Belowdecks, Robin is laid out for live-aboard comfort and ease of entertaining. The fit and finish are world class and feature Epifanes satin-fininshed, raised panel American cherry throughout. The removable cabin soles are classic teak and holly. The engine room and machinery space are located on the centerline below the cockpit, ahead of the aft cabin, creating a port passageway aft and a u-shaped galley to starboard. A deep, top-loading freezer and a Bosch washer and dryer utilize the space on the outboard side of the port passageway heading aft, and there is a longitudinal countertop that can serve as a convenient bar.
An offshore-capable galley
Robin’s galley is well designed for entertaining as well as offshore use. Sturdy deep fiddles keep items in place on the granite counter top. Lockers and drawers are thoughtfully placed and the double stainless steel Scandvik sink is deep — as is the trash bin — a feature often seriously overlooked on voyaging boats. There is a large custom Grunert 3-plate reefer, a Sharp microwave, trash compactor and dishwasher. Both the freezer and the reefer have stainless steel shelving.
The roomy owner’s stateroom is aft, and it has been designed with excellent headroom. There is a king-sized double berth, a built-in desk and seat, and the stateroom abounds with storage space. All of the drawers are large, and the hanging lockers deep and cedar lined. The owner’s head is divided fore and aft and is equipped with a Tecma Silence Plus head, Sealand porcelain sink, vanity and separate shower stall.

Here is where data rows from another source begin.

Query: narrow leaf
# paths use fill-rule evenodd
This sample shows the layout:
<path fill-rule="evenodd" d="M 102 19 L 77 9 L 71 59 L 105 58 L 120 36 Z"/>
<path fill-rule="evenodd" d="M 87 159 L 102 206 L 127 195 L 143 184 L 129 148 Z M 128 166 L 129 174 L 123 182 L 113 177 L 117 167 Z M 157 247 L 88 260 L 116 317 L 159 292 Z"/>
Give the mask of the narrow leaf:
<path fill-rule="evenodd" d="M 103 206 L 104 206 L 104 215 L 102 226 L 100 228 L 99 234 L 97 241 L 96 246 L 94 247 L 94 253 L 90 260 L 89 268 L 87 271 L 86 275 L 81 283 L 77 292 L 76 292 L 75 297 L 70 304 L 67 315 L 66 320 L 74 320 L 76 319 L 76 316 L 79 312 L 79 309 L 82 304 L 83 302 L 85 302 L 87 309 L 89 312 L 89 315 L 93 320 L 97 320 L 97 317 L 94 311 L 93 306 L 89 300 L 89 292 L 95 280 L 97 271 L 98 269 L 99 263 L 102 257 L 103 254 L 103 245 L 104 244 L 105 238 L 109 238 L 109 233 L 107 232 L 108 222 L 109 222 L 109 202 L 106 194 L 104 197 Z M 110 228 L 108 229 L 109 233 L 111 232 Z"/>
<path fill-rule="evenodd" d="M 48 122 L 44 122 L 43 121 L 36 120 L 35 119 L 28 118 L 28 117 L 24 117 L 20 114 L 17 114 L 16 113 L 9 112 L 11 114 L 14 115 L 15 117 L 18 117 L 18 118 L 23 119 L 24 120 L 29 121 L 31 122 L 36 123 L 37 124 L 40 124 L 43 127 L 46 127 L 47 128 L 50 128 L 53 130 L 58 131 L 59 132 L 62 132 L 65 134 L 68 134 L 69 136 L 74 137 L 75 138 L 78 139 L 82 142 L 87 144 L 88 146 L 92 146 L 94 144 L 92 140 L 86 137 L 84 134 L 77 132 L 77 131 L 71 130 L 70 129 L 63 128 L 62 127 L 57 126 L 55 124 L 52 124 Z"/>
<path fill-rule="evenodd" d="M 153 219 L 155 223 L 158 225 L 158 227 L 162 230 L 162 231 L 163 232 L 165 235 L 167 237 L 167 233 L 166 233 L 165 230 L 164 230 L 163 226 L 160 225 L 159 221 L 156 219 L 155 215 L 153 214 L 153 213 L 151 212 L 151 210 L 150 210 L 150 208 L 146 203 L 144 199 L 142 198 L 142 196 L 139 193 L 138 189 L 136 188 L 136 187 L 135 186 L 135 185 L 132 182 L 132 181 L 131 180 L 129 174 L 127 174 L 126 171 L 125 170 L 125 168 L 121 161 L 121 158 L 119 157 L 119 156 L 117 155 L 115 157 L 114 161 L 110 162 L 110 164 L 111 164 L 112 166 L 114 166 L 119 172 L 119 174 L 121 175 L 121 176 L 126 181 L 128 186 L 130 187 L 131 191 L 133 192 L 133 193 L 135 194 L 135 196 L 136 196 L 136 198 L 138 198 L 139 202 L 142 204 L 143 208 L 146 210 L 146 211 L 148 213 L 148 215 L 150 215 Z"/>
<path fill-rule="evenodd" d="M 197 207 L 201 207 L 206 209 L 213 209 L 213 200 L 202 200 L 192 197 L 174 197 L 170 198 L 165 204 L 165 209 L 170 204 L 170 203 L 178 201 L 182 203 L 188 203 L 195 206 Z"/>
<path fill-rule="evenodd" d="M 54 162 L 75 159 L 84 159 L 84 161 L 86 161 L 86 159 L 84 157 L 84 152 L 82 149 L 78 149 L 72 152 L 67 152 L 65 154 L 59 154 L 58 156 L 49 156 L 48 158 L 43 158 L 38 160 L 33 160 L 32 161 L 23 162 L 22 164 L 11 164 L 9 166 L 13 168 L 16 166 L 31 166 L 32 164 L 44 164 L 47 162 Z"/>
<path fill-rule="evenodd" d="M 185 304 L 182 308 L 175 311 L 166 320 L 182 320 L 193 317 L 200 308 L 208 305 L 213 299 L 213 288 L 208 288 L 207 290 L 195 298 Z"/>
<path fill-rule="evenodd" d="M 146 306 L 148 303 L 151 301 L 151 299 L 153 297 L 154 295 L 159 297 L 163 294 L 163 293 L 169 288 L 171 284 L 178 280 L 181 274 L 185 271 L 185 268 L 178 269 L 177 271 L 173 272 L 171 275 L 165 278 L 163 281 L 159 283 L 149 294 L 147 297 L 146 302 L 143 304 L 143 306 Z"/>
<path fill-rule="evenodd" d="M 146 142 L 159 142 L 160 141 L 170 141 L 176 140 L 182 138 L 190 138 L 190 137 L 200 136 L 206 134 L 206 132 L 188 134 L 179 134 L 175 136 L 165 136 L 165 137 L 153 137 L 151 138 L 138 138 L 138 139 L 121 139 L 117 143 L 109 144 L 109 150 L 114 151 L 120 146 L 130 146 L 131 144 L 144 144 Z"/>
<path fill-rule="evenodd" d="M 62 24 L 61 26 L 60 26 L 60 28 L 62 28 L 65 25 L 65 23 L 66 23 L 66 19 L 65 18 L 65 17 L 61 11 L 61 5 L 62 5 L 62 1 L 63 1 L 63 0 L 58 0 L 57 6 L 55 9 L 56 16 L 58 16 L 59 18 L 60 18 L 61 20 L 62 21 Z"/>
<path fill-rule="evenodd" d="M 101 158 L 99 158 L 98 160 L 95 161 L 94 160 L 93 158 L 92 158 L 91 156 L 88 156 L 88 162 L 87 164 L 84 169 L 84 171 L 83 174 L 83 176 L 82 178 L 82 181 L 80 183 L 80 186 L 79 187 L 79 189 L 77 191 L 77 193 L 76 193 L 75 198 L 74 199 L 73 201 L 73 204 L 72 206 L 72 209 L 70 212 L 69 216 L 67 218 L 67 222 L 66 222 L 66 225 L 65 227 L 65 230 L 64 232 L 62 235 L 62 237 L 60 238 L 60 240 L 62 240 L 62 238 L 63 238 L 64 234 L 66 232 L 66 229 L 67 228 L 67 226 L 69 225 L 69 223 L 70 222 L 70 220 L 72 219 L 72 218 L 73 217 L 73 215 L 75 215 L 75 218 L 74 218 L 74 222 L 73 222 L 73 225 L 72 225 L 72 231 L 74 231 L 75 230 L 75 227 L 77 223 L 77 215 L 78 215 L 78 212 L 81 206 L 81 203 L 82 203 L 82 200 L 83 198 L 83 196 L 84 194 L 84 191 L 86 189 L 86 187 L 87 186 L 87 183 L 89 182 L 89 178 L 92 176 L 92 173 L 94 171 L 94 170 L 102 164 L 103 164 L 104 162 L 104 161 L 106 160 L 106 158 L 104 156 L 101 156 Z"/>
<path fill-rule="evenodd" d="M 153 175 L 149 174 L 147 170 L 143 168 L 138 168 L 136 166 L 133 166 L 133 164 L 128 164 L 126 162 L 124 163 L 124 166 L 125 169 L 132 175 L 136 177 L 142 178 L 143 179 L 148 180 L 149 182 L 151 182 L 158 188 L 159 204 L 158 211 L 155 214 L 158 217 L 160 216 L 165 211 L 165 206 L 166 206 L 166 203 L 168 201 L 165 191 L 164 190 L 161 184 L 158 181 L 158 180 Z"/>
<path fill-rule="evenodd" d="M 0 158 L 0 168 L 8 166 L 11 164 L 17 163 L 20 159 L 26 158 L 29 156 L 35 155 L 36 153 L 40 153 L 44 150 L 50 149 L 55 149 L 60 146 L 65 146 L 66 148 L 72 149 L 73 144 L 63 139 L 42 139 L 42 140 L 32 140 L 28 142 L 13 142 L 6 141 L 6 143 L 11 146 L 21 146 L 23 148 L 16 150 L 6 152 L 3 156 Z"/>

The forward guest cabin has two wide vee-berths and is fitted and finished like the owner’s stateroom. There is an ensuite head that also serves the adjacent portside two-berth crew cabin. The doors in the head ensure privacy for either cabin and enable its use as a day head.
The Hood 55 Expedition Robin embodies the best of the best in a voyaging yacht — and without compromise. It is no surprise that such a vessel should come from Hood as it reflects the unique vision of one of the finest yacht designers, sailmakers and boat builders of our time.